Scorpions are creepy and they’re kooky, mysterious and spooky, and come with an evolutionary ooky — that is, the ability to glow under UV (ultraviolet) light.
For decades, the reason why scorpions glow in the dark has stumped scientists. In fact, it was only in the 1960s that researchers first identified the illuminating ability. As The New York Times reported in 2017, we know that there are molecules in the layer of the cuticle, known as the exoskeleton, that absorb certain wavelengths of ultraviolet light and emit it in blue-green wavelengths that are visible at night and appear to glow.
For background, most of us know UV light as its most common form: sunshine. Certain wavelengths of UV light are visible to the human eye, and there are some species of insects, like bumblebees, that NASA notes can see other wavelengths that we can’t. (Some bug zappers glow at night to attract bugs, for example.)
Biologist Carl Klook has presented a number of theories. The glowing could be a “relic trait” that was once an evolutionary necessity that is no longer needed. It might also be some sort of sunscreen or a means of communication. The leading theory, however, is that a scorpion’s ability to fluoresce is likely a defense mechanism that helps the arachnid detect and avoid light.

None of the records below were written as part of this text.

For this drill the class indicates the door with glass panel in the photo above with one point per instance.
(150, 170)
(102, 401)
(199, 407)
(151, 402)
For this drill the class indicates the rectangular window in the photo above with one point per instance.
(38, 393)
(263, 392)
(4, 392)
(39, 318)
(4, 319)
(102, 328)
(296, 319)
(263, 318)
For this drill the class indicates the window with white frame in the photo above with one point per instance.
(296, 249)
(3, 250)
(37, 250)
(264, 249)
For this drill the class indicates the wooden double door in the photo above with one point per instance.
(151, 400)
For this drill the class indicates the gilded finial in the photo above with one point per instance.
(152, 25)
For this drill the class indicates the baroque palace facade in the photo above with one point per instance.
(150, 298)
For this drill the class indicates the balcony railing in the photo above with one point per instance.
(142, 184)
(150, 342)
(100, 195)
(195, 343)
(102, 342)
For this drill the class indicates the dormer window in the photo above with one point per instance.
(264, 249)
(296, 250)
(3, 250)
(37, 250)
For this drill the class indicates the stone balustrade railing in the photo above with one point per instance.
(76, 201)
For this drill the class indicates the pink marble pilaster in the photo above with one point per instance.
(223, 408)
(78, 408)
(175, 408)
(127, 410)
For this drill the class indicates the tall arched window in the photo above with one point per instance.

In 2010, Klook and a team at the California State University in Bakersfield described a study in the Journal of Arachnology in which more than a dozen female scorpions were exposed to various types and combinations of light, including UV, infrared, and white light to see how active they would be under certain conditions. It was determined that scorpions exposed to more fluorescent light reduced their activity and tended to stay more stationary. This means that the fluorescence ability potentially aids in the detection of and response to UV light, and may potentially help them to hide from predators.
“Because night-time levels of UV light correlate with the Moon phase, this could enable the creatures to detect moonlight and remain obscured on moonlit nights,” according to a 2010 article published in Nature describing the study.
They may have eight eyes, but it appears that scorpions “see” with their entire body.
In 2012, Douglas Gaffin from the University of Oklahoma expanded upon Klook’s work to determine how scorpions react to ultraviolet and blue-green light both when the arachnid’s eyes are blocked and unblocked. Scorpions whose eyes were blocked reacted to UV light in much the same way as those whose eyes were unblocked, which suggests that molecules in the exoskeleton may “function as a whole-body photon collector, transducing UV light to cyan-green before relaying this information the central nervous system.” In essence, scorpions “see” with their entire body and may use this ability to detect shelter. For example, if one is hiding under a rock, they won’t be able to “see” the UV rays with their body.
In 2020, scientists with the American Chemical Society set out to identify fluorescent molecules in addition to previously identified β-carboline and 7-hydroxy-4-methylcoumarin, which scientists knew existed in the hard outer shell, or exoskeleton. Writing in the peer reviewed Journal of Natural Products, the team extracted compounds from the molted exoskeletons of Liocheles australasiae (dwarf wood scorpion), purified that compound, and identified its structure phthalate ester. With antifungal and anti-parasitic properties, the presence of phthalate ester may also guard scorpions against parasitic infections in addition to its glowing properties.
Most scientists agree that the ability of scorpions to glow under ultraviolet light allows them to detect where UV light is, and isn’t, thus giving them the ability to determine when they are covered and hidden from potential predators.
And if you want to try it for yourself, simply shine a black light over a scorpion at nighttime.